2.3 Impulsen en ondersteuning Ondersteuning breed beschikbaar Diverse organisaties in Nederland houden zich bezig met het stimuleren of ondersteunen van diversiteit binnen de samenleving of binnen bedrijven en instellingen. Het kan gaan om diversiteit in brede zin of specifiek gericht op allochtonen. Binnen de groep allochtonen gaat bijzondere aandacht uit naar jongeren, hoogopgeleiden en vrouwen. Verder lijken talloze adviesbureaus klaar te staan om organisaties te helpen met het ontwikkelen en implementeren van diversiteitbeleid10. Landelijk Netwerk Diversiteitmanagement (DIV) Het Landelijk Netwerk Diversiteitmanagement, vooral gericht op het MKB, dateert van december 2004 en is een uitvloeisel van het expireren van de Wet Samen. Doelstelling is om werkgevers bewust te maken van de meerwaarde van diversiteit voor hun eigen organisatie en personeels beleid. Daarnaast biedt het netwerk informatie over en geschikte instrumenten voor de uitvoering van diversiteitbeleid. Tot die instrumenten behoren een diversiteitwijzer, een cultuurbarometer, een quick scan van aanwezige diversiteit en simulatiegames. Verder voorziet DIV in een overzicht van organisaties die trainingen op het gebied van diversiteit aanbieden en een ambassadeursnetwerk. A+O fonds Gemeenten Van 2000 tot en met 2004 voerde het A+O fonds Gemeenten het project Diversiteit loont! uit. Het accent lag op etnische diversiteit en daarmee op het bevorderen van een intercultureel personeelsbeleid.
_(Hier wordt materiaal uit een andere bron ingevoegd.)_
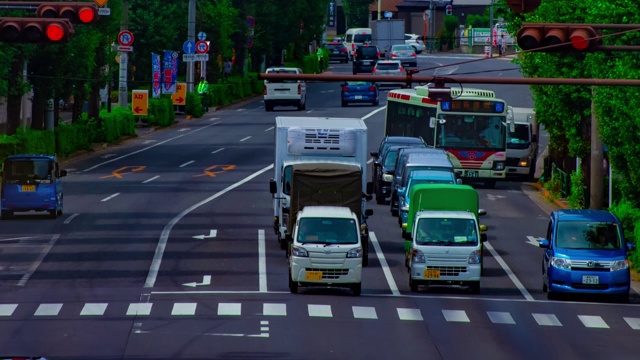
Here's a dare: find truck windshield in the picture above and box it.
[297,218,360,245]
[556,221,621,250]
[4,159,54,181]
[507,124,531,149]
[415,218,478,246]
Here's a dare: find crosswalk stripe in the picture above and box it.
[33,304,62,316]
[307,304,333,317]
[127,303,153,316]
[487,311,516,324]
[218,303,242,316]
[262,304,287,316]
[0,304,18,316]
[351,306,378,319]
[578,315,609,329]
[80,303,108,316]
[171,303,198,315]
[531,314,562,326]
[442,310,469,322]
[396,308,424,321]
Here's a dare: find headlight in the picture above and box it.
[611,260,629,271]
[551,257,571,270]
[347,248,362,259]
[291,246,309,257]
[468,250,482,264]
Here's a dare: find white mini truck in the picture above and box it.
[289,206,363,296]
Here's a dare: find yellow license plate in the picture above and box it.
[305,271,322,281]
[424,270,440,279]
[22,185,36,192]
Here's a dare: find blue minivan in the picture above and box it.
[0,154,67,219]
[540,209,635,302]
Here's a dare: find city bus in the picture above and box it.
[385,86,513,187]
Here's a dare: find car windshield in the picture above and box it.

Het fonds heeft een aantal praktische handreikingen uitgebracht die gemeenten ondersteunen in het opzetten en voeren van diversiteitbeleid11. De ervaring is dat naarmate proefprojecten succes hebben en verder gevorderd raken, gemeenten deze opnemen in het reguliere personeelsbeleid.
22
10 Een kleine greep uit websites: www.colourfuldreams.nl, www.werelds-diversiteitsmanagement.nl, www.tempoteam.nl, www.seba.nl en www.ace-advies.com. 11 Stichting A+O fonds Gemeenten, Hoe krijg en houd je diversiteit op de gemeentelijke agenda? (augustus 2003), Divers talent binnenhalen: rekruteren en selecteren op kwaliteit bij toenemende variëteit op de arbeidsmarkt (december 2003), Ontwikkeling en doorstroom van divers talent (april 2004) en Voorkomen van uitstroom van divers talent (november 2004)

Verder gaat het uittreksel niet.